In actual fact, these Serjeants are also London Regiment Serjeants and I don't know if they would appear different (i.e. the numerals) as Royal Fusiliers or Rangers? I have not yet checked to see where they were at the time, but that will be done soon. In this case (not so with Ashlee, Franks and Jones) they did have the battalion affiliations. Only these ones are important here, for the first Unknown Serjeant, as they died prior to the 13th of August 1918. For the second Unknown Serjeant, we don't have a date, so I have to account for all Unknown London Regiment Serjeants lost at this location at any time during the Great War. Heath Cemetery was made after the armistice, so there is no set date for burials.

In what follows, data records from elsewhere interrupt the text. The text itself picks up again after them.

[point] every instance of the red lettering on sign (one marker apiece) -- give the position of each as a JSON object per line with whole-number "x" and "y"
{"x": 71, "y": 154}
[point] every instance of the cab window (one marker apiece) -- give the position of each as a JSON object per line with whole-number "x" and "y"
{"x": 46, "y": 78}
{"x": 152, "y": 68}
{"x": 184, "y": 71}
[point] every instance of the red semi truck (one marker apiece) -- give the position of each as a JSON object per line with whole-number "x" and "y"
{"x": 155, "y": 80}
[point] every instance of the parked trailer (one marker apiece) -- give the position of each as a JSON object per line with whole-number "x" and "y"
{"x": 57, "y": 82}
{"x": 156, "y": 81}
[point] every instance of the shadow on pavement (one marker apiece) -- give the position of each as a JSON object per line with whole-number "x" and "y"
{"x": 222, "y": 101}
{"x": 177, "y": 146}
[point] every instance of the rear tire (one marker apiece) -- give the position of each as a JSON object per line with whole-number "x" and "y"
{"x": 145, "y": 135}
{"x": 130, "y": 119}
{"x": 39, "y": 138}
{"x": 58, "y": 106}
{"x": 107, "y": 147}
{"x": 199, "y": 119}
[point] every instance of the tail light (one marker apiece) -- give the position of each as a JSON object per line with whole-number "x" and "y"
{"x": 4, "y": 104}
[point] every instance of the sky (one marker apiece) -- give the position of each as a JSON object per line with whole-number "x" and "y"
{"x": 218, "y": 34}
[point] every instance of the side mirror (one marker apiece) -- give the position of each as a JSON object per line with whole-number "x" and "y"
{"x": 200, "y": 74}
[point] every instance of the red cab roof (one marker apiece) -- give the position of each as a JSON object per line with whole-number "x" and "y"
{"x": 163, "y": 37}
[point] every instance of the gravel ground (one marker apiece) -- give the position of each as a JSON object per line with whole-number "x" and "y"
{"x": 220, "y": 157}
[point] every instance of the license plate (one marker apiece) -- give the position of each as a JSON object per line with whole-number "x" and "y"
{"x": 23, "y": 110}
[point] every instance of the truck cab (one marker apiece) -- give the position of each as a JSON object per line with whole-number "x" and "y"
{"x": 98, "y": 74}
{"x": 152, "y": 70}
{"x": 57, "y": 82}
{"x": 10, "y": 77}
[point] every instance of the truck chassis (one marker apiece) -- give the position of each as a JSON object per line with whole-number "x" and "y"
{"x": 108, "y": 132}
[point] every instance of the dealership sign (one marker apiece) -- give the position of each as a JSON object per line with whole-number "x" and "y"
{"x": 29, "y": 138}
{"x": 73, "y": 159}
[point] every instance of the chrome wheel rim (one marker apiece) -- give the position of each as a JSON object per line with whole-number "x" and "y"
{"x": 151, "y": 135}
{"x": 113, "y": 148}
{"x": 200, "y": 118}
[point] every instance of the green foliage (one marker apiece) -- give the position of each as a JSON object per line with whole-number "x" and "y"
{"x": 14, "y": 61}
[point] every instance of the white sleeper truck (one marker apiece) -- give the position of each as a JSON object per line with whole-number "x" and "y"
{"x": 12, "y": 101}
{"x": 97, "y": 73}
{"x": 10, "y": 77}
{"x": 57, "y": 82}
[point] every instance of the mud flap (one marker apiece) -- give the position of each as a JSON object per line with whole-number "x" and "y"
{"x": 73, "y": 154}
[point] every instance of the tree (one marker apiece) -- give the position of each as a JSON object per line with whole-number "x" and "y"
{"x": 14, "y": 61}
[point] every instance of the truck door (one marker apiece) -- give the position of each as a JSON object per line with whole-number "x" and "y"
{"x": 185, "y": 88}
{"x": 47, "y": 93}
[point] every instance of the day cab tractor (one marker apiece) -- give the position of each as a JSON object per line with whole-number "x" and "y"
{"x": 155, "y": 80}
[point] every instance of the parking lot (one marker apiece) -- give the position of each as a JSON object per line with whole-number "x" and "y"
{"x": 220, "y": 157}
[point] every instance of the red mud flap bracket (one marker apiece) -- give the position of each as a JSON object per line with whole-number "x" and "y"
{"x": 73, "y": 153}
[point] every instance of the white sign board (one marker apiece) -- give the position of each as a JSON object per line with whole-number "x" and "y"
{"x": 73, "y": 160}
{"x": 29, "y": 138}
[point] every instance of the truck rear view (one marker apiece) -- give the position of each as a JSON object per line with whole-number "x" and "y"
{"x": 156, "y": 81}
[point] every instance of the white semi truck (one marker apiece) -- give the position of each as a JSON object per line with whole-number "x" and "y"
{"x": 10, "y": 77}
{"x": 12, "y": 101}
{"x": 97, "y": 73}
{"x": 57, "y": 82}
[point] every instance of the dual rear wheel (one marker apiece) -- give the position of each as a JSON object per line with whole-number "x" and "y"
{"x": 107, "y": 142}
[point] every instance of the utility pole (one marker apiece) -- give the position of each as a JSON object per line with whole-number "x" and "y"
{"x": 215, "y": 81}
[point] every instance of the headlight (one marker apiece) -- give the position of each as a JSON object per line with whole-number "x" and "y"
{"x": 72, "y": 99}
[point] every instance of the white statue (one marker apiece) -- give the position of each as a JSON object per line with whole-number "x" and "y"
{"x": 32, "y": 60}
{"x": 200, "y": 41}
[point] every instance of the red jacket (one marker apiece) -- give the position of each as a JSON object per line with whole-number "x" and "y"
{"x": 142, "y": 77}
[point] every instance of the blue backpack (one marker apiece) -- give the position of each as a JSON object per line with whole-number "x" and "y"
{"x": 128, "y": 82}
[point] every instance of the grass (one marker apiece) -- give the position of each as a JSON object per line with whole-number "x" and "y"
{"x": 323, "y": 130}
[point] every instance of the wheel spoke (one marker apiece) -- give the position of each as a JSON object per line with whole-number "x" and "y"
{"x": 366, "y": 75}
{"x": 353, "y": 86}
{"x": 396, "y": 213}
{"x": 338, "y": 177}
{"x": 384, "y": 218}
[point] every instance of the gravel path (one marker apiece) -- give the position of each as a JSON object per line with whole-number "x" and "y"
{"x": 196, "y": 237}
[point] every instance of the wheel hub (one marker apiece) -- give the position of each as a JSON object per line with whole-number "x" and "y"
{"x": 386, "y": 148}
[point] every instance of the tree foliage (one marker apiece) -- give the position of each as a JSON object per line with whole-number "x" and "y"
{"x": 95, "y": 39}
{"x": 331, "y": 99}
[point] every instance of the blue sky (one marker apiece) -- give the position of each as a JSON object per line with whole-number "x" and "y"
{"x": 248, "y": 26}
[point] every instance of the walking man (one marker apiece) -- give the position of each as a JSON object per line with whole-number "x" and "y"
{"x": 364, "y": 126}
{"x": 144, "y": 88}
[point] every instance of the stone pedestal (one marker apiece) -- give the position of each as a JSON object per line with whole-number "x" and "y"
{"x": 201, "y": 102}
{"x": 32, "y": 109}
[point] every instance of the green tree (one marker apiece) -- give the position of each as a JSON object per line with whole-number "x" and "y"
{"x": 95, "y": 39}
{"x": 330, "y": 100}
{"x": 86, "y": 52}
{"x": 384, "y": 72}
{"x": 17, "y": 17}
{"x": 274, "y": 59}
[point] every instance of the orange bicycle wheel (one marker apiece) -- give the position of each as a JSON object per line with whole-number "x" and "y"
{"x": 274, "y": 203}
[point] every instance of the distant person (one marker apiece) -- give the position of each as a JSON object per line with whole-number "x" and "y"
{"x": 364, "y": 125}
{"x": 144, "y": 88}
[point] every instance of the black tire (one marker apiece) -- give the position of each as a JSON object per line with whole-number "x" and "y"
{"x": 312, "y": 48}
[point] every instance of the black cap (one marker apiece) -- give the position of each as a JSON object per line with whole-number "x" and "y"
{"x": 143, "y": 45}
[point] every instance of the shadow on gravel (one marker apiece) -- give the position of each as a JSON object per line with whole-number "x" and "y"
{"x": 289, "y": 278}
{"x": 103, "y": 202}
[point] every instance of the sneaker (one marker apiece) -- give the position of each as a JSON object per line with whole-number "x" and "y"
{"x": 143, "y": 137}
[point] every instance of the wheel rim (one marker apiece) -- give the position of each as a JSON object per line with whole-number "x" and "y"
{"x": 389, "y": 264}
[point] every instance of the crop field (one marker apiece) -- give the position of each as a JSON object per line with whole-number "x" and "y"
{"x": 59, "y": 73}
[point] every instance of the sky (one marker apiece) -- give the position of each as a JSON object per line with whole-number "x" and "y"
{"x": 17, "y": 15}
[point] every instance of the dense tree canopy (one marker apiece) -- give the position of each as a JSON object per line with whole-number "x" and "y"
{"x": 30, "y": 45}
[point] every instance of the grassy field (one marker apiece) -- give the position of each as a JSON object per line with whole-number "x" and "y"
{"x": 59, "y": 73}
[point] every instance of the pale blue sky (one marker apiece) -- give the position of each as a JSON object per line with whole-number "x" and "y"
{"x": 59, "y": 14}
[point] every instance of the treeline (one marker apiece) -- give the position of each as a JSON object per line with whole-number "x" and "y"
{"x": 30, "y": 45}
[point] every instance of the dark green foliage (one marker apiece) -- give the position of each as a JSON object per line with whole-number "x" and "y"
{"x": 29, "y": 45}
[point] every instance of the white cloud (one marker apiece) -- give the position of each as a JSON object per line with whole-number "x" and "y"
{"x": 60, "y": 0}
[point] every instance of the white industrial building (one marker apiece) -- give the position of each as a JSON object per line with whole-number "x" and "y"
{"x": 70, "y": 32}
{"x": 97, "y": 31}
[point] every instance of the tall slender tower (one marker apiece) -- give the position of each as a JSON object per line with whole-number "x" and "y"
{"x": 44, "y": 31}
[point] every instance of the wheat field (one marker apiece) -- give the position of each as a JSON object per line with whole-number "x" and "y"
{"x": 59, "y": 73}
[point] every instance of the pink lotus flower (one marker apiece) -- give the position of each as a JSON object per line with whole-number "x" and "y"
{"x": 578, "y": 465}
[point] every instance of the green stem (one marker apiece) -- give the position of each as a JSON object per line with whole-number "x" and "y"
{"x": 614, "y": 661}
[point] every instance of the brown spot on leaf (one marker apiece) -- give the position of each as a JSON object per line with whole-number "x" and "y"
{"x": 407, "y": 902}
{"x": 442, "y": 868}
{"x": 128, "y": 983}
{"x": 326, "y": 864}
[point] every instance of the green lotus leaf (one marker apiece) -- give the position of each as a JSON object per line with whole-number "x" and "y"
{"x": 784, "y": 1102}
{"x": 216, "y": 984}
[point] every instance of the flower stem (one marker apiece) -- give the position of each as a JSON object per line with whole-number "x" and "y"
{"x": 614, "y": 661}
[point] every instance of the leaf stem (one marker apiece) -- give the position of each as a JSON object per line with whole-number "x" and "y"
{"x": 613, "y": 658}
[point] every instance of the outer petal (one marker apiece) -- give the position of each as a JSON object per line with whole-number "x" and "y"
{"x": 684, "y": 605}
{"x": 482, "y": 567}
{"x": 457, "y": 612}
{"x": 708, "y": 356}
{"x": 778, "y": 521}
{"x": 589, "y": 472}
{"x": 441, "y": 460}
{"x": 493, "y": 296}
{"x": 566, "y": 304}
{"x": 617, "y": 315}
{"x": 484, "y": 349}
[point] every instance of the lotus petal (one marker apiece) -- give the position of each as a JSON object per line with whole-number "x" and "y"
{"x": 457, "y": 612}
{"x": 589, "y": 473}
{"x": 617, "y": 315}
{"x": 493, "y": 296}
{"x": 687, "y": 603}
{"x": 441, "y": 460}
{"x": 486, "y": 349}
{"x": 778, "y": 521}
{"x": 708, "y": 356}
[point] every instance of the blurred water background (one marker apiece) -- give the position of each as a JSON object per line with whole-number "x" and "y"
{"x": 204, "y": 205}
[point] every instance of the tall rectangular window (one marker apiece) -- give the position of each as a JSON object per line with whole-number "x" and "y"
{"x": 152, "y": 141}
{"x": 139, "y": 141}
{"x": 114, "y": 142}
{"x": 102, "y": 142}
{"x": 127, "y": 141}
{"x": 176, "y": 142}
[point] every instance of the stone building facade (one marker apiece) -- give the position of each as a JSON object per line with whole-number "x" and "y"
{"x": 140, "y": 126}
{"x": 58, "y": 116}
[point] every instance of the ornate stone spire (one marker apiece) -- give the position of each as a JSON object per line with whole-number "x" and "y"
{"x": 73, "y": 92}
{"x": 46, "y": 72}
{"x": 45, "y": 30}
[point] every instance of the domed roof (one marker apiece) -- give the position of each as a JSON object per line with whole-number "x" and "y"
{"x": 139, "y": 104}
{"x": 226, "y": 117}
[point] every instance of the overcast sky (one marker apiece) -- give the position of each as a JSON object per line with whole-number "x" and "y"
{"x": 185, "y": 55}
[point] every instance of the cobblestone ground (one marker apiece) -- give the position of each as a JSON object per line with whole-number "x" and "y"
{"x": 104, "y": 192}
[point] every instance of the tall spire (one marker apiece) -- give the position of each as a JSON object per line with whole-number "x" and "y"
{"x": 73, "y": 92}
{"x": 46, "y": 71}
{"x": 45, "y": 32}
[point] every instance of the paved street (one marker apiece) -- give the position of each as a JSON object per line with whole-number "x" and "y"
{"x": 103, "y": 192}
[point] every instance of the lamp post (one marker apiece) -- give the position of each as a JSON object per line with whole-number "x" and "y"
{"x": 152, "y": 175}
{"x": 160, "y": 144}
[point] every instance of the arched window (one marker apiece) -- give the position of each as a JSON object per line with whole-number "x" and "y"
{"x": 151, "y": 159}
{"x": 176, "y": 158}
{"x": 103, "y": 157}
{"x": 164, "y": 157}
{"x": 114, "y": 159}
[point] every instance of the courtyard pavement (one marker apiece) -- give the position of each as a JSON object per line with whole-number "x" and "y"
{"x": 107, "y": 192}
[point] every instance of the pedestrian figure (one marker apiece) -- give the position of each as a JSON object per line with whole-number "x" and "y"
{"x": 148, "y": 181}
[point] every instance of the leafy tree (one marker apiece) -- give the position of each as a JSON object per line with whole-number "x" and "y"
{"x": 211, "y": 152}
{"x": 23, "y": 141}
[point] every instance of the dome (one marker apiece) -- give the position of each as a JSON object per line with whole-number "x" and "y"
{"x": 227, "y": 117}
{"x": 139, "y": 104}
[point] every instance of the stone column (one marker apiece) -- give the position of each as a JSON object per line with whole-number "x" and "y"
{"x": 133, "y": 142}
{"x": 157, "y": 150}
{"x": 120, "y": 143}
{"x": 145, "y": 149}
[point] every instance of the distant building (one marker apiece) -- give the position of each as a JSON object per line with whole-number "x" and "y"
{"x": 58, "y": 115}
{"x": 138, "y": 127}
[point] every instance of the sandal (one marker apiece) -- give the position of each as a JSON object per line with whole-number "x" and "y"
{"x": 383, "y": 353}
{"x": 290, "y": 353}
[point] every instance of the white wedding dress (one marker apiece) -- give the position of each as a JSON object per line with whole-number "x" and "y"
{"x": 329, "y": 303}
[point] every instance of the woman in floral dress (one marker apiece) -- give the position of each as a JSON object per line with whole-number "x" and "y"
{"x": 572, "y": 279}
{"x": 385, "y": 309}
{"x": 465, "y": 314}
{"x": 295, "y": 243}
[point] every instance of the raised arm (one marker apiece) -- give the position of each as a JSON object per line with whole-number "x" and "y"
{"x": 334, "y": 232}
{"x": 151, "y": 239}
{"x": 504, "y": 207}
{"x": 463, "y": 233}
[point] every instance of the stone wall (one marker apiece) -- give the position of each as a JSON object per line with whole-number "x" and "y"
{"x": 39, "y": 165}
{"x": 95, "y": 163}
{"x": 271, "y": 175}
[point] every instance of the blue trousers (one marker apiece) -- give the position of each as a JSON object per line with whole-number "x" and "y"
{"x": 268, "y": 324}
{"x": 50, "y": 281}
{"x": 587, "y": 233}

THOMAS JOHN E. 8/8/1918 London Regiment (Royal Fusiliers) 1st Bn. attd. 2nd/2nd Bn. '201020'
WHARAM ROBERT WILLIAM 8/8/1918 London Regiment (Royal Fusiliers) 2nd/2nd Bn. '231674'
MOSELY CHARLES THOMAS 9/8/1918 London Regiment (Royal Fusiliers) 2nd/4th Bn. '280745'
GRACE SIDNEY 9/8/1918 London Regiment (The Rangers) "D" Coy. 2nd/12th Bn. '470401'


The second unknown Serjeant is beside Pte. G. T. Taylor #295295, 4th Bn London Regiment (Royal Fusiliers) died 8 August 1918. That makes Sjt. Mosely #280745 the most likely candidate for that grave 8.A.6 (COG-BR).


So where we stand now:


  1. The first Unknown Serjeant on COG-BR 2301363 is either Alfred Chapman or George Angus and we do not know which one, nor do I see any way to separate them. The file only has merit if both of them are in this cemetery, in which case it could be a Special Memorial. If either of them is found at any cemetery in the future, then the other one is this Serjeant. That has happened before!
  2. The second Unknown Serjeant on COG-BR 2301388 is more likely to be Serjeant Mosely, that either Chapman or Angus, so that kills the concept of Special Memorial. I did not see this at the start because of the different listings on theC data base for the various London Regiments.
  3. It might be possible to drop the case of Chapman and Angus but go forward with a case for Mosely. To do that, I would have to prove that he is the only Serjeant lost with any version of the London Regiement at any time during the war. If any other Serjeant affiliated with the London Regiment (or variations) was lost near 62d.K.27.d.70.90, then there is no case to take forward.
  4. This case goes to Short Listed Candidates and the "Share a Grave" concept. We know it is either Chaman or Angus in Heath Cemetery grave 6.J.4, so if you are family of either one them, this is where to pay your respects.